Electronic dance music is perhaps the most intricate music genre I have ever come across.

I will not argue that most mainstream EDM does sound the same; the tunes you hear on your way to work, in the club or even the Spotify top 100.

Nonetheless, once you take the time to dig into EDM’s sub-genres, each are divergent in their own way.

Dubstep is produced at a higher BPM, or beats per minute, typically 138–142, and focuses on the resonating sub-bass at different speeds. Dubstep artists include Skrillex, Datsik, Excision, and Nero. However, there are plenty of less popular Dubstep artists such as Bro Safari, Getter, Herobust and Infected Mushroom.

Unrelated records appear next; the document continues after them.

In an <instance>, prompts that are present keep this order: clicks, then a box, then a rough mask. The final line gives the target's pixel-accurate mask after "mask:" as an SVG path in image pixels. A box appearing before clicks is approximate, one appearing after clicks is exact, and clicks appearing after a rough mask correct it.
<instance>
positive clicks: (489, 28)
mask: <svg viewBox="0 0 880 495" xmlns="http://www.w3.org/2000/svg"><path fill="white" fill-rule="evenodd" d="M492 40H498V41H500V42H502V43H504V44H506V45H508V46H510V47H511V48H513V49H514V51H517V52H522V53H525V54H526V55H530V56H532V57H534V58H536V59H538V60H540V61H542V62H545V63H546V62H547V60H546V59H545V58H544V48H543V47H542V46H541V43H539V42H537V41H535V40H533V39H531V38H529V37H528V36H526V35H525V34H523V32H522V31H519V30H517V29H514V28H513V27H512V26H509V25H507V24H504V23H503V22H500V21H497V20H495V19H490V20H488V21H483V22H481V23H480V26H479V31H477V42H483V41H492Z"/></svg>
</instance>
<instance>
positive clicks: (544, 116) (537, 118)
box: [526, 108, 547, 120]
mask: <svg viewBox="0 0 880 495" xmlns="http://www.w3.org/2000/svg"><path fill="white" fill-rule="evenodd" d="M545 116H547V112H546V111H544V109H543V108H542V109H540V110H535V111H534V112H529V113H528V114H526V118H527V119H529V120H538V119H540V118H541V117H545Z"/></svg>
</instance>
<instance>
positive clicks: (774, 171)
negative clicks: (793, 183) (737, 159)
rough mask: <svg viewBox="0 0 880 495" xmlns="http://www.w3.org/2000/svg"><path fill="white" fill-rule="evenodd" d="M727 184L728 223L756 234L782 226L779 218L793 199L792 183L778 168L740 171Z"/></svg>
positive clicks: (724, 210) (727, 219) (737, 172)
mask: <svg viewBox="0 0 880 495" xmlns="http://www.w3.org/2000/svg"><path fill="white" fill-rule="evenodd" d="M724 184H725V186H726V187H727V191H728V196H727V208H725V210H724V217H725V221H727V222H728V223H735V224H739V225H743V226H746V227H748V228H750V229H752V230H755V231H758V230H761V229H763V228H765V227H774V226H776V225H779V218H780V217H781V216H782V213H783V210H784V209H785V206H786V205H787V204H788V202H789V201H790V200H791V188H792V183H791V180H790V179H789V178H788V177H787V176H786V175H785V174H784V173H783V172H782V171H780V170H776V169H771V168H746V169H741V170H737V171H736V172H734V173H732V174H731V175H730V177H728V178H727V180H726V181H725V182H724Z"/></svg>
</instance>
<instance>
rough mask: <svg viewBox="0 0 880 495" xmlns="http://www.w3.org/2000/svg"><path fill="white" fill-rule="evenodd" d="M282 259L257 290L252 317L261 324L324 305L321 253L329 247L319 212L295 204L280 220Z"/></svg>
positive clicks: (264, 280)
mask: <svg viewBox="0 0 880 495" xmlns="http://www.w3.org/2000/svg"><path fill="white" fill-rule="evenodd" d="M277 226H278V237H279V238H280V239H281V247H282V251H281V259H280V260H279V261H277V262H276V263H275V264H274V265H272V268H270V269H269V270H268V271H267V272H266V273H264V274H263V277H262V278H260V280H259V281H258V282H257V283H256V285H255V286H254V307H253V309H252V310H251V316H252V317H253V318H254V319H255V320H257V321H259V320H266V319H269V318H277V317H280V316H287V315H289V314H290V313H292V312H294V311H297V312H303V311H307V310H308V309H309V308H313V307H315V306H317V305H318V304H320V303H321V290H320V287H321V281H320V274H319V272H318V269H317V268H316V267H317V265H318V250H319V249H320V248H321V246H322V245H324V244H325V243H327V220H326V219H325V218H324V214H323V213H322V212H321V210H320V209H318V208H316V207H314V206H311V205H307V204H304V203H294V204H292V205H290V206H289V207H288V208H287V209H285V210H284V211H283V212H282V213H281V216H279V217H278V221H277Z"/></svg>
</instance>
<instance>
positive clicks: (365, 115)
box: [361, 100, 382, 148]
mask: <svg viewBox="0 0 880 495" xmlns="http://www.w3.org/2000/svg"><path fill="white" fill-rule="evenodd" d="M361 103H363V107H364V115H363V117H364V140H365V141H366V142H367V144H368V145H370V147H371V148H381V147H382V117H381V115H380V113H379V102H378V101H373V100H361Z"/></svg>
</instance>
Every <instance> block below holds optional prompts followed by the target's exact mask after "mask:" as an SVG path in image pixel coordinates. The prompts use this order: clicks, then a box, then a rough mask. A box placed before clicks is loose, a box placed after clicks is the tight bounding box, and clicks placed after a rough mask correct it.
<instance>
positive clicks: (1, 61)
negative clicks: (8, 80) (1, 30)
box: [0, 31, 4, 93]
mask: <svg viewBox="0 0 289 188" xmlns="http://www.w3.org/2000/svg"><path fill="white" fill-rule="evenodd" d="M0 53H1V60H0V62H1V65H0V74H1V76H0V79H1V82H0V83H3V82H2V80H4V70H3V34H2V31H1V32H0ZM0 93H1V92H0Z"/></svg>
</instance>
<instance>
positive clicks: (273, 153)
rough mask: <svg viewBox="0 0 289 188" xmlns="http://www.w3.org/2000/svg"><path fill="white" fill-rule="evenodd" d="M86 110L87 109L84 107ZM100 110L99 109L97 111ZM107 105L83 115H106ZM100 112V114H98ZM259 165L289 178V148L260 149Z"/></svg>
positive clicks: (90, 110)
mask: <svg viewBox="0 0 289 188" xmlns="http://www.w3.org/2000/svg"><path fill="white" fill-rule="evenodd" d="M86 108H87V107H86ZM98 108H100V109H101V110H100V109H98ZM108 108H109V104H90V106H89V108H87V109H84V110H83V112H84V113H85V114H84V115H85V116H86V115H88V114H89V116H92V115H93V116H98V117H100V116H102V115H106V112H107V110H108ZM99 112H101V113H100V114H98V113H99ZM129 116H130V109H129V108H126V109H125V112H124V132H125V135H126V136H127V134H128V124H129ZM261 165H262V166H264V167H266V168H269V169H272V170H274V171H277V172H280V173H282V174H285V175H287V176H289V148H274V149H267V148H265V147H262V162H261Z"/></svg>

Hardstyle is another sub-genre of EDM that doesn’t receive a lot of attention in the mainstream world. Hardstyle mixes house, trance, techno and hardcore, using drum and reversed bass-lines.

How many people have heard of Technoboy, Wildstylez or Noisecontrollers? Not very many I assume.

Most who claim that all EDM sounds the same primarily focus on mainstream EDM, which usually falls under the sub-genre of progressive house, artists like the Chainsmokers, Calvin Harris, David Guetta and Martin Garrix — who was ranked No. 1 on DJ Mag’s Top 100 DJ list for 2016.

Many mainstream artists are blurring the lines between electronic dance music, pop, rock and hip-hop. EDM artists Zedd collabed with pop-sensation Ariana Grande to make her song “Break Free,” while Avicii worked with Coldplay to produce “A Sky Full of Stars.”

Before you commit to the misconception that “all EDM sounds the same,” “DJs just push play,” “EDM is just one genre” or that the “mainstream appeal will ruin dance music,” take a minute to listen to a track that’s not featured on the Spotify Top 100, and tell me if you still feel the same about electronic dance music.